OPINION – L’impôt sur la fortune et l’échec du libéralisme politique

« La richesse est l’oxygène de la croissance. Ceux qui la taxent détruisent les entreprises ». C’est ce qu’écrivent plus de 400 Belges fortunés dans une lettre ouverte en réponse à la campagne de plus en plus performante des partis politiques de gauche en faveur de l’introduction d’un impôt sur la fortune. Dans exactement deux semaines et un jour, ce seront les élections fédérales et régionales. Ce qui se passe actuellement est une vente aux enchères politique. Mais tout de même. Les familles fortunées devraient aussi regarder dans leurs propres poches. Elles n’ont pas anticipé ces dernières années, voire décennies, la pression croissante en faveur d’un impôt sur la fortune. Et cet impôt sur la fortune est en fait la dernière réponse politique à l’impuissance politique de lever de nouveaux impôts. Le citron social semble avoir été complètement évincé. La pression fiscale a atteint ses limites, surtout en période d’incertitude économique où la croissance n’est plus une évidence. Les Belges fortunés qui acceptent de participer au débat sur la richesse sont des exceptions, à l’instar de Roland Duchâtelet et, il y a longtemps, d’Etienne Davignon. Même si l’agenda de ce dernier n’était pas toujours transparent. Soit. Si cela avait été anticipé auparavant, les familles fortunées pourraient maintenant dire : nous avons déjà payé.

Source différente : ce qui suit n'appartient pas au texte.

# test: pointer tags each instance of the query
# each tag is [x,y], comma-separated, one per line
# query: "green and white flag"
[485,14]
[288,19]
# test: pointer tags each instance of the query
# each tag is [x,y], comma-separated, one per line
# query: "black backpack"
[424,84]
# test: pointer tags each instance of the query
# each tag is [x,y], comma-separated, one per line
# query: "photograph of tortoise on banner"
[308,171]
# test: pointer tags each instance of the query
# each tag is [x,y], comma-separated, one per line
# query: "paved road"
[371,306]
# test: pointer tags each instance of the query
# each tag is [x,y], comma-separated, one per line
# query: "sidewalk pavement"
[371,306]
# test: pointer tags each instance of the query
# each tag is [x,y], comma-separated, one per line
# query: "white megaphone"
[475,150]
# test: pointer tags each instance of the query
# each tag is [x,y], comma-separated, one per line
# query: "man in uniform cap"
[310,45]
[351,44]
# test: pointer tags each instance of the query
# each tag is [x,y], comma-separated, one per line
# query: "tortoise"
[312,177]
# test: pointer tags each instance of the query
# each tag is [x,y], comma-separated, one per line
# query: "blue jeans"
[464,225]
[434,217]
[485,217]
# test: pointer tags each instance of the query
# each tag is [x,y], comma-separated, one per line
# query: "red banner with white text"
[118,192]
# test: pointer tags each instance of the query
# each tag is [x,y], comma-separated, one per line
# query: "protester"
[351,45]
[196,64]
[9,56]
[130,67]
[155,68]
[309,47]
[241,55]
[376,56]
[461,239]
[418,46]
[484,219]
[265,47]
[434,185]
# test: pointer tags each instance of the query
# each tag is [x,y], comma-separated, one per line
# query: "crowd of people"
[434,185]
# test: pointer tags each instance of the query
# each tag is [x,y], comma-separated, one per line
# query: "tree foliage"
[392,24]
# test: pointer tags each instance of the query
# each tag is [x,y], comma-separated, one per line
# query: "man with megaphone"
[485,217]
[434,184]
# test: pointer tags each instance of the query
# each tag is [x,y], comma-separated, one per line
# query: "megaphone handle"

Et ce qui est curieux, c’est qu’elles ont effectivement déjà payé. Principalement par le biais des cotisations au rsz pour l’emploi, mais aussi, d’un autre côté, par le biais de la retenue à la source sur les dividendes et les intérêts, et par le biais des impôts sur les héritages et sur les biens immobiliers. Seulement, il n’y a plus de représentation politique pour les entrepreneurs dans ce pays. Les dirigeants politiques libéraux ont donné l’impression de ne penser qu’à eux-mêmes. Cela pourrait s’avérer être le cas le 9 juin. Les entrepreneurs ont depuis longtemps reporté leurs espoirs sur la N-VA. Mais là aussi, les signaux sont diffus, y compris l’impact croissant de Zuhal Demir qui, dans le dossier de l’aéroport de Zaventem, le deuxième bastion économique du pays après Anvers, occupe une position douteuse que même son leader Bart Dewever ne peut apparemment pas ajuster.

« Ce que veulent les entrepreneurs, c’est la paix sociale et un système fiscal équitable qui permettra à la Belgique de rester un pays attractif où il fait bon vivre et travailler pour les générations à venir ». C’est ce que dit un entrepreneur qui appartient discrètement à ces familles riches. En fait, ce devrait être le fondement de tout parti politique qui défend l’intérêt social. Les médias ont également un défi à relever. Ils sont largement responsables de la polarisation de la société. Leurs produits numériques sont alimentés par des algorithmes qui n’ont pas de normes sociales comme point de départ, mais qui sont simplement motivés par le profit des clickbaits. Chaque fois qu’une personne s’abonne à un produit numérique de HLN.be, les algorithmes notent l’article ou les images qu’elle regarde au moment où elle paie. Et c’est sur ces thèmes que le travail doit se poursuivre. Intéressant ou non. Et un impôt sur la fortune semble aujourd’hui très bien placé dans ces priorités algorithmiques.